First, a story that’s sure to warm the cockles of your heart: a couple from Keighley were nicked this week for trying their hardest to weasel personal injury compensation from a fake car accident claim they made last year. The pair of fraudsters were carted away early one morning by West Yorkshire Police and the Insurance Fraud Enforcement Department of the City of London Police for questioning, and have since been released on bail – but the story’s not over yet by a long shot for these two.
With whiplash fraud costing an arm and a leg – well, more like a whole hospital wing worth of limbs – insurers and law enforcement personnel have had it with the amount of it going around. Sure, it’s a lucrative industry, what with around £3 billion every year being siphoned from insurers and into the pockets of charlatans, but the rest of us are taking it on the chin as insurers have to make up the shortfall the only way they can: by raising our premiums.
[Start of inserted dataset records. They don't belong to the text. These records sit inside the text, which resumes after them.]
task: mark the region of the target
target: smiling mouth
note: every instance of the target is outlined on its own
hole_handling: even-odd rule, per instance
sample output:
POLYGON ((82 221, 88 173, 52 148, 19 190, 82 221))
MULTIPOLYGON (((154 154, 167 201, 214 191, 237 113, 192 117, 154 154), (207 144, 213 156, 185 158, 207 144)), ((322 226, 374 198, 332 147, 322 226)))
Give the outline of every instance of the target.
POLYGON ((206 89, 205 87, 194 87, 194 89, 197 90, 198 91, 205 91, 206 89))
Of course, part of the problem is that there all too many get-rich-quick personal injury solicitor firms out there, hounding people to make car accident claims even if they might not normally would by plaguing prospective ‘clients’ with unsolicited phone calls as well as spam emails and text messages. This brings us to our next story, where one poor bloke tried to pull out of a compensation claim that smelled off to him – only to be sued by his solicitor for refusing to pursue what could very well have been a fraudulent claim.
In proof that absolutely no good deed goes unpunished, the man was roped into making a claim by a particularly pushy no win no fee solicitor firm after he was in a car accident. He had been suffering from some neck pain for a few weeks after the accident – a sure sign of whiplash – and was originally reticent to bring a claim, but he kept getting bombarded with phone calls until he finally acquiesced.
Another few weeks and his neck feels fine; the honest bloke didn’t want to be part of the problem, so he dropped the case. This caused a massive row with his law firm, and now his lawyers are suing him for around £1,000 in legal fees.
That’ll teach him for trying to be honest, eh wot?